Hosting company OVH has been subject to the biggest attack DDoS known to date, with peaks of over 1 Tbps of traffic.

Over the past week, the company has been subjected to an attack greater than the one suffered by Krebs on Security.

The attack led to company founder and CTO Octave Klaba tweeting, “last days, we got lot of huge DDoS. Here, the list of ‘bigger that 100Gbps' only. You can see the simultaneous DDoS are close to 1Tbps!”

Klaba also shared a screenshot of the multiple attacks on its infrastructure that when added together produced the 1Tbps directed at the company. The biggest single attack was documented at 799Gbps.
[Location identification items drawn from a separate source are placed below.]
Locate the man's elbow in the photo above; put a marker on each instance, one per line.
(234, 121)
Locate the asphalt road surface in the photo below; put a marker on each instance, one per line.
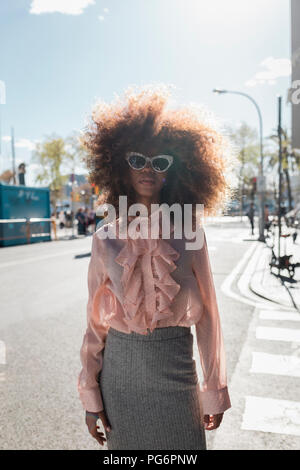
(43, 318)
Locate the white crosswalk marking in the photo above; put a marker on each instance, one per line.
(269, 415)
(278, 334)
(279, 315)
(276, 364)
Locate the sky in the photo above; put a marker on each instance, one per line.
(58, 56)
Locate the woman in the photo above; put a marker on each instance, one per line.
(138, 373)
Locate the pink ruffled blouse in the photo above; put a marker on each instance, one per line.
(141, 284)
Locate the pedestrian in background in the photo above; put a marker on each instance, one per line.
(250, 215)
(81, 227)
(138, 373)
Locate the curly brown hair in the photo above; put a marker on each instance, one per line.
(140, 121)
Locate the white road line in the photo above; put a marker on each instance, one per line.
(278, 334)
(229, 280)
(279, 315)
(2, 352)
(276, 364)
(40, 258)
(270, 415)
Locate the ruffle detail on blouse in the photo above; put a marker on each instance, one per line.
(148, 287)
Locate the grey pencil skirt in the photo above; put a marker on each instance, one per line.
(150, 391)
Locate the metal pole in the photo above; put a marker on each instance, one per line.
(279, 170)
(13, 154)
(262, 193)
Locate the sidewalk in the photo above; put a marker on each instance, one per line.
(270, 286)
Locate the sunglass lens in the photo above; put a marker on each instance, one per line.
(160, 163)
(137, 162)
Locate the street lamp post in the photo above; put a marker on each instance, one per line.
(262, 189)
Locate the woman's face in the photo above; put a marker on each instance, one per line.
(147, 182)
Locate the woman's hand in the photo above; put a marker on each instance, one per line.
(91, 422)
(212, 421)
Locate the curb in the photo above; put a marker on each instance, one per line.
(256, 284)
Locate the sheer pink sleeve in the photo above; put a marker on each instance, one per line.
(95, 335)
(214, 391)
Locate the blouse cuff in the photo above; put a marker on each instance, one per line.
(91, 400)
(215, 401)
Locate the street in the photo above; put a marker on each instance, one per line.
(43, 318)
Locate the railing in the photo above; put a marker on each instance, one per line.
(28, 231)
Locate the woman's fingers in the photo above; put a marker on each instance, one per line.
(93, 430)
(212, 421)
(106, 424)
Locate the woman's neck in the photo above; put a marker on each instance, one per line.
(147, 201)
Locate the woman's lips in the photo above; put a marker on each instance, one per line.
(147, 181)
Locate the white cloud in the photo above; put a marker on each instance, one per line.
(21, 143)
(25, 143)
(68, 7)
(273, 69)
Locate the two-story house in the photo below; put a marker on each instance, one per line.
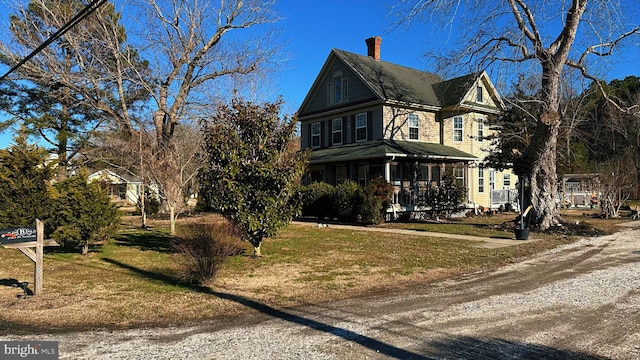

The OVH founder said that the attack had used IoT devices to mount the attack including hacked CCTV cameras and personal video recorders. “This botnet with 145607 cameras/dvr (1-30Mbps per IP) is able to send >1.5Tbps DDoS. Type: tcp/ack, tcp/ack+psh, tcp/syn,” he tweeted.
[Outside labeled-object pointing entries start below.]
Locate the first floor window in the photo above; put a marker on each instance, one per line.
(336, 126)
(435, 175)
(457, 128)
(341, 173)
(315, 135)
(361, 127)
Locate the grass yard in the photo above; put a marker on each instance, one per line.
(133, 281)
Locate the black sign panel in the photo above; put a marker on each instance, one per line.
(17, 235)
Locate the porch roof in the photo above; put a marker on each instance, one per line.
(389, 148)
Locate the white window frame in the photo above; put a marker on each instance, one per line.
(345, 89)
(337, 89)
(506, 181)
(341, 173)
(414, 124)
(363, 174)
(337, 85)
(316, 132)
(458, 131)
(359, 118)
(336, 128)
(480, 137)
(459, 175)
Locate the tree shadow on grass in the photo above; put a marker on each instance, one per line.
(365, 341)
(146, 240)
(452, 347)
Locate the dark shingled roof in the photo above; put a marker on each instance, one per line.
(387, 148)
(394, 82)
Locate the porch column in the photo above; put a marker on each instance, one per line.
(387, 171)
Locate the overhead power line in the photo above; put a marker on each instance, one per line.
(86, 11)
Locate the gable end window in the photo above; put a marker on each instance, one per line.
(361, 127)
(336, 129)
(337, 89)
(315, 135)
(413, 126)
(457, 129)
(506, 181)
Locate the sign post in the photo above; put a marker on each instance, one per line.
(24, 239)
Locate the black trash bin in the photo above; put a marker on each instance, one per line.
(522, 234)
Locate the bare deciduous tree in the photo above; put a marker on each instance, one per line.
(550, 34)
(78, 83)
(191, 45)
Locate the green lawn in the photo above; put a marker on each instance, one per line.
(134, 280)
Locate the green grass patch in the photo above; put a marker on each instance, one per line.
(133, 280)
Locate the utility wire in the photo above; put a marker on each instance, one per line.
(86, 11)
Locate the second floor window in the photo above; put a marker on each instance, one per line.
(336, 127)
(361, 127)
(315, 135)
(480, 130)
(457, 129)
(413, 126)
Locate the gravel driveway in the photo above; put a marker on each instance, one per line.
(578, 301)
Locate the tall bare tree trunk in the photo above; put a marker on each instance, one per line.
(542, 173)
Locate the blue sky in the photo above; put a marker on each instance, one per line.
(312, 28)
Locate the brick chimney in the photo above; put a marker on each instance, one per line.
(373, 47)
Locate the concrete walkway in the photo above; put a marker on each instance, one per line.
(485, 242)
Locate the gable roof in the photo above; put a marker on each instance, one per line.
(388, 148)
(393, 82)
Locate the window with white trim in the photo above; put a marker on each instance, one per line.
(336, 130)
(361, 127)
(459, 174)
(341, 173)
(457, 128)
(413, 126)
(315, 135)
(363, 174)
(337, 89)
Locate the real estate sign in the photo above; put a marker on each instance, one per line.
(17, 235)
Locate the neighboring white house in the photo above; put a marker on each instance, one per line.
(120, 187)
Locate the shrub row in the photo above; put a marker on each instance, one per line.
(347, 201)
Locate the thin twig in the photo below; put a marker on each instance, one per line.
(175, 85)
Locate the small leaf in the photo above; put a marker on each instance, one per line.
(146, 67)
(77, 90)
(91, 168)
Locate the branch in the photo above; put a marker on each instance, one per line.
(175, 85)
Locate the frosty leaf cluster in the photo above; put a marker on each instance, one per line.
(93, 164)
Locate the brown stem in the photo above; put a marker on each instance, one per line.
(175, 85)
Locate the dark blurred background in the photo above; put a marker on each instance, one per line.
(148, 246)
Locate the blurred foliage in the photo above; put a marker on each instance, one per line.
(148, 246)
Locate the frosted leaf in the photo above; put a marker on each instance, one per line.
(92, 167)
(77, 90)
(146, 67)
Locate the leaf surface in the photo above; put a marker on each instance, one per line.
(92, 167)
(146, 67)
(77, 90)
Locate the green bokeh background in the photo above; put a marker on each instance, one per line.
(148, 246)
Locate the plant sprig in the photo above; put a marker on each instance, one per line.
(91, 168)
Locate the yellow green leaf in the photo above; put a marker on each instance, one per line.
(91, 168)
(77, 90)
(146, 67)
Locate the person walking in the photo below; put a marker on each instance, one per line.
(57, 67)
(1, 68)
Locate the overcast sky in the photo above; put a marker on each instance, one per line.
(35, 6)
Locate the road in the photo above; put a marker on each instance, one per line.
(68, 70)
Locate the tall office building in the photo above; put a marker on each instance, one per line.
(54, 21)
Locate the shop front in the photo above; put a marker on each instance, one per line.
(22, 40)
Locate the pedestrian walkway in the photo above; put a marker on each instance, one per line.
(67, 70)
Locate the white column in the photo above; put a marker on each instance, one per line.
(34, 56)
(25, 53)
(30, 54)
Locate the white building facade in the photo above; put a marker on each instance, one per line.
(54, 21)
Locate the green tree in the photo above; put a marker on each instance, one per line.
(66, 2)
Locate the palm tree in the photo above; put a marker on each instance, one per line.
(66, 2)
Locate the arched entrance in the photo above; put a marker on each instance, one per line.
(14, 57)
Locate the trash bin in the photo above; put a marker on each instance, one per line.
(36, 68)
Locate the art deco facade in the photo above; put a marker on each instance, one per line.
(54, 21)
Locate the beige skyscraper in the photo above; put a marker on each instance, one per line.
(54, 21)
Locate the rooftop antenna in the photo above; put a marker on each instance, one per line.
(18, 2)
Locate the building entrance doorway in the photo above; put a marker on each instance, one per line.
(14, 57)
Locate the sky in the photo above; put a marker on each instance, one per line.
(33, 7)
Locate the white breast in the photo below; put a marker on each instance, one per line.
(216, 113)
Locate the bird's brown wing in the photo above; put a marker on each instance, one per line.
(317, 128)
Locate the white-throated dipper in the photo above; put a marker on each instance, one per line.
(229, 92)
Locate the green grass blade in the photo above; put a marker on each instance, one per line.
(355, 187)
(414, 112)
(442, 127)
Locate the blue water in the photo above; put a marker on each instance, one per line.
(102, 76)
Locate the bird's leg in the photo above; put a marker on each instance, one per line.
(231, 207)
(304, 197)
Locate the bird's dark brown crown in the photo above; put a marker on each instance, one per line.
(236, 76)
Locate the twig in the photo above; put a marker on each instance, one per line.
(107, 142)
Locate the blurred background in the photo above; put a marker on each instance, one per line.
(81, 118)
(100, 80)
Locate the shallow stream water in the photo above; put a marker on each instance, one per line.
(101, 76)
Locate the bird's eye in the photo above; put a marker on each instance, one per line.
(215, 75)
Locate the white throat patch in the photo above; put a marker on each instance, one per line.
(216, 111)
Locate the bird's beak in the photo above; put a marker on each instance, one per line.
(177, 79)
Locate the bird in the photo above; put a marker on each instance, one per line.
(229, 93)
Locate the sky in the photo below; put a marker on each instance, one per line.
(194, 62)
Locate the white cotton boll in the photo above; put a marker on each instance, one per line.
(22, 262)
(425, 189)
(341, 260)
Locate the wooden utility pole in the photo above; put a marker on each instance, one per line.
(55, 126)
At the beginning of the month, OVNH confirmed that it was attacked by a 150Gbps DoS attack originating from Telefonica's network.

Despite the eventual failure of the attack, its size raises questions about if it happened to a much smaller host.
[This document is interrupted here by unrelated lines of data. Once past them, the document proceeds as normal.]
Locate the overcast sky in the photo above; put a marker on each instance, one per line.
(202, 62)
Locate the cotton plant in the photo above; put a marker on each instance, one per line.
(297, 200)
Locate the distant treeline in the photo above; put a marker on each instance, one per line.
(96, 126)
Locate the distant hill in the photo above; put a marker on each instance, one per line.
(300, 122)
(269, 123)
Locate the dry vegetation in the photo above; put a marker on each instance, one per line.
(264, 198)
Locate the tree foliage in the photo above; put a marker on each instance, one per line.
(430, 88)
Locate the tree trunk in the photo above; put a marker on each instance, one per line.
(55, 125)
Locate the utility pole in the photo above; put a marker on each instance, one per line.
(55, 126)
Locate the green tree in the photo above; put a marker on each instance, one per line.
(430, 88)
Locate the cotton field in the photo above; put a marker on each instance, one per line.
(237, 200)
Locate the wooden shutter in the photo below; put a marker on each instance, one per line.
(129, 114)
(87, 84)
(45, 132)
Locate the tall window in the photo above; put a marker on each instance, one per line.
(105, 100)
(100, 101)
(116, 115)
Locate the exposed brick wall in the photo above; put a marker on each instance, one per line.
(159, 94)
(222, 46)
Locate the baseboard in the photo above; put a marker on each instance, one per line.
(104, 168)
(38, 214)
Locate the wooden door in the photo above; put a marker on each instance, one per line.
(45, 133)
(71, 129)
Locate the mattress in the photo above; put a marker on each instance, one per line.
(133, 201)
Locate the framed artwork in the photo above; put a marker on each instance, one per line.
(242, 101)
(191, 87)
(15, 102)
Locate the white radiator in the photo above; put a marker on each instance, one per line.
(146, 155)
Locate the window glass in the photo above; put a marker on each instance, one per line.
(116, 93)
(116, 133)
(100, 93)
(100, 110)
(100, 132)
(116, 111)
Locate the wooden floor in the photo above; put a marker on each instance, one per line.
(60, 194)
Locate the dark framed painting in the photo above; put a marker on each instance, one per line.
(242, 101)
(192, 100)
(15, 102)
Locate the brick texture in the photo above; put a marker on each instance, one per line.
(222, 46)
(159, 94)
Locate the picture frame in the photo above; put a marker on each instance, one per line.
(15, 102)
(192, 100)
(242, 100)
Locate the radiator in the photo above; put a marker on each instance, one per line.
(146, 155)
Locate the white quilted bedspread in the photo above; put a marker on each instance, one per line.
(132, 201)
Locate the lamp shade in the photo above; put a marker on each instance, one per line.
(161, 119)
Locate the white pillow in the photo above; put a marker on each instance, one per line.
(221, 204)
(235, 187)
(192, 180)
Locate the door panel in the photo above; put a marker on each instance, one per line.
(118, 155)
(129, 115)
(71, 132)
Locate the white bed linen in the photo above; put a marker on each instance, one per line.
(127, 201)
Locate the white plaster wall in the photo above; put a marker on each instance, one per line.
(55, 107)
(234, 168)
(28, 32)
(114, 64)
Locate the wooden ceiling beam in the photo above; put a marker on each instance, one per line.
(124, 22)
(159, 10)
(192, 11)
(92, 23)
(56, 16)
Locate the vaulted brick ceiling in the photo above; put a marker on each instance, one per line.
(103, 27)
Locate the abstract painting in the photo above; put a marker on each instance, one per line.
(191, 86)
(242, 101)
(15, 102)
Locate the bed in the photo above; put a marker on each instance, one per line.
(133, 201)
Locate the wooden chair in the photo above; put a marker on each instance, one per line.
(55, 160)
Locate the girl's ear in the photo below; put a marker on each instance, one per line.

Richard Meeus, technical director EMEA at NSFOCUS, told SCMagazineUK.com that “DDOS attacks have always been growing over the last 10 years and this leveraging of IoT devices is only going to exacerbate the issue.”

“Only a few years ago, the only devices in your home were your laptops, tablets and phones - now add smart fridges, thermostats, DVRs, security cameras and even light bulbs,” he said.

“This increase in devices, that are running cut-down versions of standard operating systems, are made to be very simple for anyone to use. Unfortunately, this often means trading security for instant out-of-the-box satisfaction and thus passwords are left at default or communication is left unencrypted. This means that hackers can gain access and load DDOS tools onto the devices, and you are now a member of a botnet.”

Craig Parkin, associate partner at Citihub Consulting, told SC that firms need to protect against all types of DDOS.

“The use here of compromised CCTV cameras is just another way of forming the botnet that does the attacking. It now looks like IoT devices are forming a larger part of the botnet,” he said.

“The use of CCTV cameras has exploded recently in the consumer market, whereas previously, these cameras might have been maintained and installed professionally as they are now on home networks sharing a physical network and likely remaining unpatched and directly exposed to the internet. It's a problem that will only get worse.”